To loosen wildland restrictions starts us down a steep slippery slope. And mountain bikers are not traditional users, like hikers or horse-packers. These machines didn’t even exist until the early ’80’s. By allowing them to proliferate in roadless areas the Forest Service nourishes yet another anti-wilderness constituency. A cynic might suggest that’s no accident.
The infusion of former U.S. Sen. Al Simpson into the DuNoir equation is a recent twist. His son-in-law is a vocal mountain bike advocate who runs a Cody-area bike club. Simpson now advocates biking in the DuNoir and claims that maintaining future wilderness options for the DuNoir was not a goal of the 1984 legislation. But that’s misleading. I worked on that bill and maintaining the wilderness option was important.

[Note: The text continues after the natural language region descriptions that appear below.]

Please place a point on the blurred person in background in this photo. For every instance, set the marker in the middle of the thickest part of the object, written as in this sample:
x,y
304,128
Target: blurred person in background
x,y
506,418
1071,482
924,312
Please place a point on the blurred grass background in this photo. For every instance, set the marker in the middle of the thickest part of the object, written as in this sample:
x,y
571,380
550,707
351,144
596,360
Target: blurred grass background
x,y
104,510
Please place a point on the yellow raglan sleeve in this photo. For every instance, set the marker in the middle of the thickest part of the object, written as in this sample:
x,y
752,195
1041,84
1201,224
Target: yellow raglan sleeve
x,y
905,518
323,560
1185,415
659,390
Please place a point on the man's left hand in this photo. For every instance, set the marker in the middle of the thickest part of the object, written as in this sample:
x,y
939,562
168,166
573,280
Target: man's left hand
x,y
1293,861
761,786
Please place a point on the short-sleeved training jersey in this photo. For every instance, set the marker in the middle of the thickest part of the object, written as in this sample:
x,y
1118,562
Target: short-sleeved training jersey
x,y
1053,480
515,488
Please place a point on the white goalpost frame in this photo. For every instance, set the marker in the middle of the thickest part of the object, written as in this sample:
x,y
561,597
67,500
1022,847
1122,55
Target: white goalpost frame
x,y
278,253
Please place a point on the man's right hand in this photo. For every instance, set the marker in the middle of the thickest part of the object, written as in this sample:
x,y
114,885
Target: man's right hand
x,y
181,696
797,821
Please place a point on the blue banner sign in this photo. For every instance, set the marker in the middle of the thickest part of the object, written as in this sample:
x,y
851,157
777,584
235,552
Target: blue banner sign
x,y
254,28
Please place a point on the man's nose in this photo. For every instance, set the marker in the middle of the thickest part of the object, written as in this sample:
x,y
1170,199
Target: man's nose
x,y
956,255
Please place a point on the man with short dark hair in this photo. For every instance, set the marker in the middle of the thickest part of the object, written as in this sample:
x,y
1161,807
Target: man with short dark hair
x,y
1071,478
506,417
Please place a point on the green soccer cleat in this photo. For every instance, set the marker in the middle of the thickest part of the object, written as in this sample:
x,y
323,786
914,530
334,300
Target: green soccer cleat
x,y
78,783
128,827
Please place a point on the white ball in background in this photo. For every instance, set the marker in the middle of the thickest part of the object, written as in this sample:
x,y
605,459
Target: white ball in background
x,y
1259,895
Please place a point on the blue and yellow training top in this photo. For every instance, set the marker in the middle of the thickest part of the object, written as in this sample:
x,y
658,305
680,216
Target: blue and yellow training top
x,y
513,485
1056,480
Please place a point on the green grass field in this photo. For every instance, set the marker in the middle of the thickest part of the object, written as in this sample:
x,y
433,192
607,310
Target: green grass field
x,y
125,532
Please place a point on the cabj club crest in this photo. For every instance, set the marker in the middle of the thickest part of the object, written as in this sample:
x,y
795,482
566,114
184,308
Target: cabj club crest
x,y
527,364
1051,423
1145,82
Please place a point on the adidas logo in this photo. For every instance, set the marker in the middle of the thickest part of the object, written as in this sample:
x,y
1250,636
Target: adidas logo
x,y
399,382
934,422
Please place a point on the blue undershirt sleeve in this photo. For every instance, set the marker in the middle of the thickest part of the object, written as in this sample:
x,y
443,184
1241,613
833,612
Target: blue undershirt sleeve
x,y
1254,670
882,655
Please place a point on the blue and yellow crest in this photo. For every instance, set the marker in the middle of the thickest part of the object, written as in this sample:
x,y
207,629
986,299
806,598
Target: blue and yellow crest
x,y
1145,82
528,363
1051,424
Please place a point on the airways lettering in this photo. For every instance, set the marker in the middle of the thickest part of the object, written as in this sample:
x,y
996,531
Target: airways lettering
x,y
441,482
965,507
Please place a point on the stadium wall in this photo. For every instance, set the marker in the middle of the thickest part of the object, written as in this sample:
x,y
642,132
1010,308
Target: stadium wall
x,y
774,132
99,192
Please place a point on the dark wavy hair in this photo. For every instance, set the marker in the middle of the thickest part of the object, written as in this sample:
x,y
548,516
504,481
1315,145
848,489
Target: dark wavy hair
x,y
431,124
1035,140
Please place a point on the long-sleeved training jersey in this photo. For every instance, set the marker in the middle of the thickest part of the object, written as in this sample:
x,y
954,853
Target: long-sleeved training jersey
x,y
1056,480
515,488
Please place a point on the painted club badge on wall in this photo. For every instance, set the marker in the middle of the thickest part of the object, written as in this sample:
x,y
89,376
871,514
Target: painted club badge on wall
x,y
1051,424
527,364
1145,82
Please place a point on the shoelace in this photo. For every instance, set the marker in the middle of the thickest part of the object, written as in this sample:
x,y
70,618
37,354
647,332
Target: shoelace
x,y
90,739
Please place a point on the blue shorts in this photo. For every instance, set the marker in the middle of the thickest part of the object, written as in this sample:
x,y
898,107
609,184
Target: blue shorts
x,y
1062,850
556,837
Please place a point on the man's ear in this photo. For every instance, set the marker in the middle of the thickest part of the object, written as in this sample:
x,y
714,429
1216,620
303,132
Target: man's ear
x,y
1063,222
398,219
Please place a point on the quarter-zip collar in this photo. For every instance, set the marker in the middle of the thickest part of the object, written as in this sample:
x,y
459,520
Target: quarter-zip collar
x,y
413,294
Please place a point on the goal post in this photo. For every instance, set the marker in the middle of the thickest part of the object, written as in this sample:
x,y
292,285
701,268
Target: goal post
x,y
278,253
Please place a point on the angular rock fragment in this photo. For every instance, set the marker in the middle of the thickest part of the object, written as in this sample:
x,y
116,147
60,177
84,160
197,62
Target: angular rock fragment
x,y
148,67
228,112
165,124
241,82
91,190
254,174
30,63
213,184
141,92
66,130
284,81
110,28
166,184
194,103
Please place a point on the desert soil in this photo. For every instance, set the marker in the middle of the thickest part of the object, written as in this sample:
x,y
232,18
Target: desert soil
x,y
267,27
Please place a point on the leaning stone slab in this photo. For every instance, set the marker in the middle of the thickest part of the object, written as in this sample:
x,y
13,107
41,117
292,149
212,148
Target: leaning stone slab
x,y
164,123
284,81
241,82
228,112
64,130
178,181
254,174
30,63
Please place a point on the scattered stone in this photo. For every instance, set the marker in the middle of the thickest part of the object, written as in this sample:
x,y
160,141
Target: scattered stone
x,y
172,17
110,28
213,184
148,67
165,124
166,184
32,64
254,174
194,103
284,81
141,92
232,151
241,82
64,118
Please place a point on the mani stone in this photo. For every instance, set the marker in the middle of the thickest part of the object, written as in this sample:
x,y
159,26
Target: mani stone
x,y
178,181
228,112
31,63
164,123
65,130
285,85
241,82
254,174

Backcountry biking damages the resource. Bikers simply don’t stay on trails. Often they veer off trail just to keep from crashing.
Last year I sent the district ranger photos of recent mountain bike damage to vegetation at Kissinger Lakes, in the DuNoir, but the problem persists.
Due to the speed factor, mountain bikes startle wildlife more than hikers or horseback riders. Their speed also renders remote areas more accessible, thus reducing solitude for the many in favor of the few.
Like trail runners with ear pods, mountain bikers “troll for grizzlies,” as demonstrated by the 2004 mauling of a DuNoir mountain biker. And speaking of danger, the steep unstable Pinnacles Trail above the Brooks Lake Road (along the proposed route) is a future disaster. One day when bikers speed around a corner smack dab into a pack string where there’s no place to go except down the steep scree, it will happen.
Let’s face it: Mountain bikers don’t wear all that protective gear because they’re always in control.
At this point in our history, public land decisions should be about wildness and what’s best for the land and wildlife. Recreation can adapt.
Our public lands are not outdoor gymnasiums; nor are they pies to be divvied up among user groups, “interested publics” or local “stakeholders” to use a bit of bureaucratese.
As a backpacking trip outfitter, I’ve been guiding throughout the West and in the DuNoir since the late ’70s. When these lycra-clad speedsters zip past our groups, ripping up native vegetation and spooking critters, it diminishes the clients’ hard-earned wilderness experience.
But that’s not why the DuNoir — and other qualifying wildlands — should be designated wilderness. It’s because wilderness designation is best for the land.
Wilderness about humility
Wilderness is about humility, a statement that humans don’t know it all and never will. It takes us beyond “self,” and I think that’s a good thing. More than any other landscape, in wilderness we are part of something much greater than our civilization and ourselves.
Perhaps above all, wilderness is a statement that nonhuman life and wild landscapes have intrinsic value, independent of their benefits to humans. That’s why most remaining roadless areas should be designated Wilderness. And it’s why the Forest Service and some politicians are so wrongheaded, stuck in an outmoded and myopic worldview regarding the DuNoir, the Palisades, Francs Peak, the Gallatin Range and so many other fragile wildlands throughout the United States.